Today and tomorrow, at the Global Changes Initiative International Global Issues Network (GIN) Conference is at the Chamber of Commerce in Kirchberg, 250 students and their teachers from over 15 different countries present their ideas for “Facilitating Sustainable Change through Education and Integration”.

The Global Issues Network aims to put students in a position where they can develop and realise aid projects by equipping them with the tools that allow them to bring about positive change underpinned by the idea that you don’t need to be an adult, politician or other kind of person with power in order to affect change. 

500 GIN projects have already been implemented since it was founded ten years ago at the International School in Luxembourg. Since then, it has grown into an international network with 100,000 members from 1,000 schools across five continents.

Guest of honour and coordinator of the Mateneen initiative Martine Neyen opened the conference on Thursday with a presentation on the unique project financed by the Oeuvre Nationale de Secours Grande Duchesse Charlotte, aimed at facilitating the integration of the many refugees arrived in Luxembourg in the last few years.
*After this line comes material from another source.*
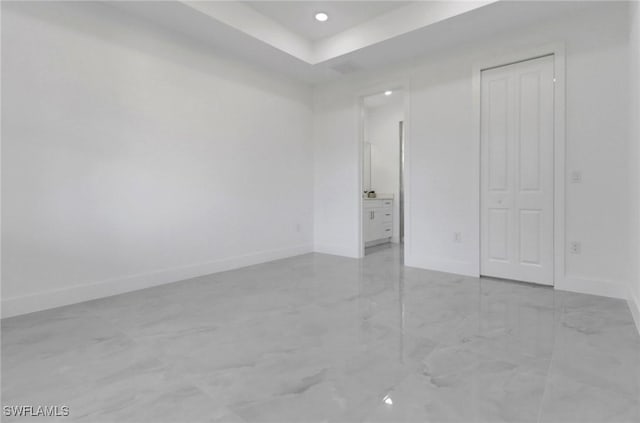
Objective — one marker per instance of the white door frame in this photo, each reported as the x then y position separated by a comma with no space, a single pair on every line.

Other speakers included Andy Cunningham, from the Aga Khan Foundation in Geneva, Isabel Falkenberg, CEO of the Walkabout Foundation, Marie Christine Nigagwire, who survived the genocide in Rwanda in 1994, and Rob and Paul Forkan, who lost their parents in the Sri Lanka Tsunami in 2004 and set up a company that donates 10% of its profits towards helping orphans in that region.

Also speaking was Sophia Jansen, ten years of age and the founder of the Garden Concerts for the Mobile Mini Circus for Children in Kabul.